This repository contains a machine learning pipeline that reads a clinical note in Dutch and assigns the functioning level of the patient based on the textual description.
We focus on 9 WHO-ICF domains, which were chosen due to their relevance to recovery from COVID-19:
ICF code | Domain | name in repo |
---|---|---|
b1300 | Energy level | ENR |
b140 | Attention functions | ATT |
b152 | Emotional functions | STM |
b440 | Respiration functions | ADM |
b455 | Exercise tolerance functions | INS |
b530 | Weight maintenance functions | MBW |
d450 | Walking | FAC |
d550 | Eating | ETN |
d840-d859 | Work and employment | BER |
- FAC and INS have a scale of 0-5, where 5 means there is no functioning problem.
- The rest of the domains have a scale of 0-4, where 4 means there is no functioning problem.
- For more information about the levels, refer to the annotation guidelines.
- NOTE: the values generated by the machine learning pipeline might sometimes be outside of the scale (e.g. 4.2 for ENR); this is normal in a regression model.
The input is a csv file with at least one column containing the text (one clinical note per row).
The csv must follow the following specifications:
- sep = ;
- quotechar = "
- encoding = utf-8
- the first row is the header (column names)
See example in example/input.csv.
The output file is saved in the same location as the input; it has 'output' added to the original file name.
The output file contains the same columns as the input + 9 new columns with the functioning levels per domain.
The functioning levels are generated per row. If a cell is empty, it means that this domain is not discussed in this note (according to the algorithm).
See example in example/input_output.csv.
The pipeline includes a multi-label classification model that detects the domains mentioned in a sentence, and 9 regression models that assign a level to sentences in which a specific domain was detected. All models were created by fine-tuning a pre-trained Dutch medical language model.

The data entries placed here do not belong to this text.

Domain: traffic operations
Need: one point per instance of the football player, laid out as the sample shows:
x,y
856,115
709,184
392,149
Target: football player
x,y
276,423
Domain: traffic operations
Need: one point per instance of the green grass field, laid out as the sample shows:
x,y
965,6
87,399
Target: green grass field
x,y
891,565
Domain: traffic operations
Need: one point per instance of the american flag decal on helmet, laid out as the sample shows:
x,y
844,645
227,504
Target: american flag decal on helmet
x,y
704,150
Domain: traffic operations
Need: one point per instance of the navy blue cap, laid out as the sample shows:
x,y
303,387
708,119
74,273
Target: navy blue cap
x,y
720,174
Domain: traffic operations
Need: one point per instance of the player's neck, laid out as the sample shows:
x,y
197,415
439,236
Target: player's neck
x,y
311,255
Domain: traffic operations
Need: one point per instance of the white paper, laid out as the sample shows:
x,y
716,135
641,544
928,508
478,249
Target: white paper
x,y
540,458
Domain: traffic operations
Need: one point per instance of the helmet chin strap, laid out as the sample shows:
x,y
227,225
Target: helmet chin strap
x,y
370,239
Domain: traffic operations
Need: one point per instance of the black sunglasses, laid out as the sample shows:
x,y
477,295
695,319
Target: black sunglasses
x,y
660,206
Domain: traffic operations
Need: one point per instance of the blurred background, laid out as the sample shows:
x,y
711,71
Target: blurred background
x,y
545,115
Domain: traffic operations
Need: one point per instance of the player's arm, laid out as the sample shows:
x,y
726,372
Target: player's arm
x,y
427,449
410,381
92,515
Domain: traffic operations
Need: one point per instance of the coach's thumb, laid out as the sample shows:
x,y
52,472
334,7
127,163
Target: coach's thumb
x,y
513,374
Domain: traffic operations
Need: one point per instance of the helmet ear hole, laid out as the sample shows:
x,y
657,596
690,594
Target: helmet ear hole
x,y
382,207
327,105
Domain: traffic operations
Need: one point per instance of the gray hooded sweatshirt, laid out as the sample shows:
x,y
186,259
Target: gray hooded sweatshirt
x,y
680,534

The pipeline includes the following steps:
- Install Docker: see here for Windows and here for macOS.
- Pull the docker image from DockerHub by typing in your command line:
$ docker pull piekvossen/a-proof-icf-classifier
- Run the pipeline with the
docker run
command. You need to pass the following arguments:
--in_csv
: path to the input csv file--text_col
: name of the text column in the csv
For example -
$ docker run piekvossen/a-proof-icf-classifier --in_csv .example/input.csv --text_col text
Running the docker for the first time, will download the models from huggingface:
In total, 10 tranformer models will be downloaded, each between 500MB and 1GB. This will take a while. After downloading, the cached models will be used.